From this perspective, when I began to read The Nimble Nonprofit, it brought up lots of emotion. I clearly remember the feelings of frustration when board members would tie up beneficial work out of fear of the unknown. I also remember the joy of producing programs where people participated and results were off the charts! Some things happened over time, like honey dripping in Alaska’s winter. Other things happened in a flash, when the time was right and the moment was perfect.
One of the first things stated in The Nimble Nonprofit is that nonprofits are businesses. This is something I’ve stated again and again, and any nonprofit in this economy is doomed if it doesn’t act like a business. Having a source (or multiple sources) of revenue, outside of grant funding, is essential! Understanding that flexible planning is a must, and leadership on the board and staff of any nonprofit is what keeps it alive and moving forward.

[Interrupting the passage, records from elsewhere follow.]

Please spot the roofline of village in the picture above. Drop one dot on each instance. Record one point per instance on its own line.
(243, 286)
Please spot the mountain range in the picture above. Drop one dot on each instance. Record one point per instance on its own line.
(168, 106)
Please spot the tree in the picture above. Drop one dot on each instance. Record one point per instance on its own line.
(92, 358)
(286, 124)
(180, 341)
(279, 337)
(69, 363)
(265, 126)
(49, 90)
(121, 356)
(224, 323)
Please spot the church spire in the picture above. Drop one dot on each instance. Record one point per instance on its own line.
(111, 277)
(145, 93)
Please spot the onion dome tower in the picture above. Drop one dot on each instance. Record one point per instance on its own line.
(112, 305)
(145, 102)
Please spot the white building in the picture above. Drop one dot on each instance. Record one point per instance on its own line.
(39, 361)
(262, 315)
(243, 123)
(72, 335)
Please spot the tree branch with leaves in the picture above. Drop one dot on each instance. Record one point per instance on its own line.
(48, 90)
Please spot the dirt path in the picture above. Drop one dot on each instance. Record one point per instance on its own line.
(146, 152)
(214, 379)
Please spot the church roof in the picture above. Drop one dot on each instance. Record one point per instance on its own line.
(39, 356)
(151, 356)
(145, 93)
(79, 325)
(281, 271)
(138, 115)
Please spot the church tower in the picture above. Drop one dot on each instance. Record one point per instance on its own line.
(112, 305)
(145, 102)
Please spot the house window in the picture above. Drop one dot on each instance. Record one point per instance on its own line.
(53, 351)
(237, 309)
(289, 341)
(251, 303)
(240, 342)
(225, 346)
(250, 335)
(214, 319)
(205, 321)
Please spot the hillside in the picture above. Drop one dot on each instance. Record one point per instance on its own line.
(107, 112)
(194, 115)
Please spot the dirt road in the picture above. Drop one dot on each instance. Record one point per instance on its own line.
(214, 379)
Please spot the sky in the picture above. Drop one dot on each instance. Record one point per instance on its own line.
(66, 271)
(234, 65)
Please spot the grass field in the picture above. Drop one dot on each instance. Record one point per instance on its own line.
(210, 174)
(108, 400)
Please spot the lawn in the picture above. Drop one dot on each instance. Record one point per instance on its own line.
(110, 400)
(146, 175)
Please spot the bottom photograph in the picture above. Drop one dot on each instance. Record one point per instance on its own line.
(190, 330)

Where The Nimble Nonprofit really gets it right is in stating the obvious but often unheeded, technology is essential, staff training is essential and transparency is a good thing. Nonprofits have an opportunity to provide not only their products and services to a hungry community, but to serve as leaders in an uncertain world. Creating teams that serve the mission of the nonprofit and their target audience, while also providing the community with leadership and support creates a bond of loyalty and trust. This goes a long way in sharing stories, celebrating successes and facing unforeseen challenges.
Reading The Nimble Nonprofit has given me hope. Authors Jacob Smith and Trey Beck understand the nonprofit world and write from experience. It is a breath of fresh air through an open window, clearly focused on the realities of nonprofits in the midst of change. It is easy to recommend it, and suggest several copies be purchased as gifts for board members, staff and community partners who may benefit from the wisdom inside. There are no easy solutions for the issues facing nonprofits today, yet when change is acknowledged and faced honestly, moving forward is easier for everyone.